Our CTO, Manuel Studer, talks about doing experiments in his childhood, what he particularly enjoys doing at imito, and which medical practice he has been supporting with his IT knowledge for 3 decades now.
Manuel, what happened in your life before imito?
I got my hands on computers from an early age, which first led me to studying IT, becoming an application developer, and later turning into a business analyst in cancer research. It was really interesting to soak up everything about this particular topic - I just love learning new things.
Back then, at the pharmaceutical company, I was surrounded by biologists and had to understand in detail what cancer is, how it develops, and how to compare cancer tissues. I sometimes wonder how quickly I could have learned all this if I had been able to use LLMs at that time instead of reading books.
What do you use ChatGPT for the most now?
I rarely use ChatGPT - more often DeepSeek, running locally on my machine because I don’t want to upload our code to the cloud.
I use it when I have ideas to improve our IT architecture or for security checks. Of course, I also use it for writing, research, or helping customers with study design. That are 2 of my main tasks - to contribute to clinical study projects and the further development of our AI. I’m proud that researchers are now approaching us independently and saying, “Hey, we want to do a study.”
The current development fascinates me: we used to have to read tons of documentation - today, you just tell ChatGPT or DeepSeek, “I want to do this thing,” and it immediately suggests what you can try to do the thing. Then you test and adapt - this makes learning even more fun because it’s learning by doing.
From my perspective, the advances in IT have never been as fast as they are now. A new era has begun, and I see the entire progress as very positive.
Which of your tasks at imito really get you into a state of flow?
When I tinker, experiment, and puzzle together how to solve a problem elegantly. There are tons of examples from recent years. Ultimately, it’s “connecting the dots” that I enjoy the most.
This week, for example, I probably spent 3 hours discussing a technical solution with our backend developer Konstantin. And my part is to make sure that the solution is also monetarily interesting and scalable.
That's also the big difference in my everyday life today compared to my time in large pharmaceutical companies. I don't have to ask anyone which services we can use and then spend months discussing them with various stakeholders.
That's the great thing about imito - we can implement ideas quickly. Another example is that I recently created a small tool with our Head of Customer Success, Florian, that automates a previously manual customer support process, basically eliminating it. I really enjoy that.
Have you never had a practical job where you could do puzzles?
A practical, hands-on job, not really - but even before imito, I’ve been “puzzling” together my father’s medical practice for 3 decades - to this day. He’s now 74 years old and still a GP in the village. And he still needs IT support.
People have been asking him for 10 years now whether he has any retirement plans. He doesn’t seem to have any. He probably wants to work as long as he can - simple as that. That’s probably the ultimate indicator that he’s lived his life the right way.

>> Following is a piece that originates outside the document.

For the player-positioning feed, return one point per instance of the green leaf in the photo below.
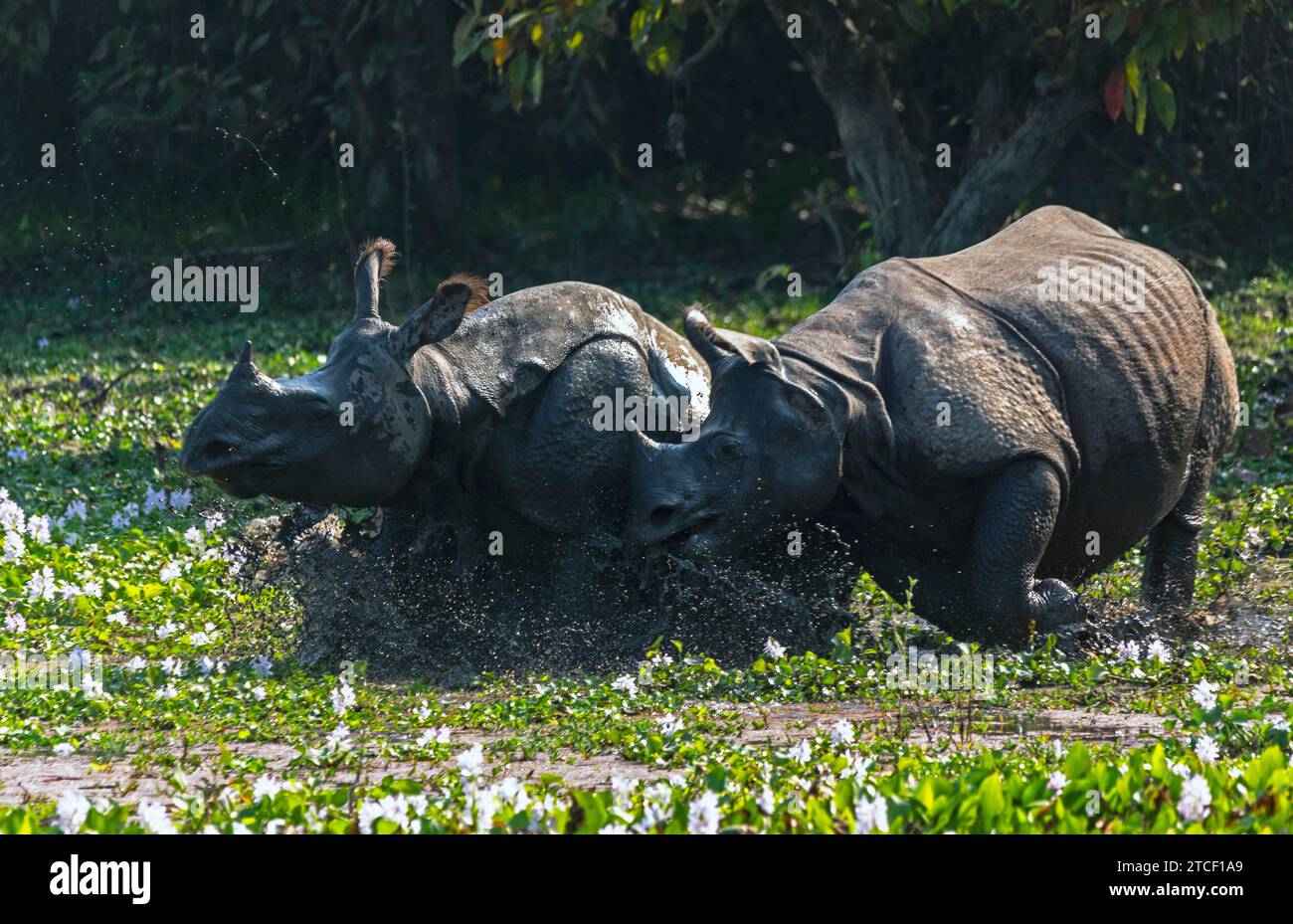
(992, 802)
(1164, 102)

Another way of looking at whether you’ve lived your life the right way is to do again what you enjoyed as a child. Are you doing that?

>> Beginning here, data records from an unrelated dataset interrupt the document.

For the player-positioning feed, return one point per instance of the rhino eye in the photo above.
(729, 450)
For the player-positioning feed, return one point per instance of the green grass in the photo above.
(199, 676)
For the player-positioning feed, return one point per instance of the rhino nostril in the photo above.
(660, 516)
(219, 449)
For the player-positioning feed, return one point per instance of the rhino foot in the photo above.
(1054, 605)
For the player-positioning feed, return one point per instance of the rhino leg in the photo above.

Yes, indeed. I loved tinkering as a child. What I do now is also something I loved doing as a child. Before I got my first computer at about 12 years old, I had a "Kosmoskasten" and did experiments with it. That also led me to study physics as a minor - alongside my main subject, computer science.
Lastly, who would you like to meet - whether from the present or the past?
There are many, but probably an inventor - someone like Einstein or the scientists behind the Manhattan Project who built the first atomic bombs. I’d be so curious to learn more about the people behind that project and understand them better.
Manuel, thank you for starting imito 9 years ago together with Chrysanth and never stopped tinkering your way through every problem!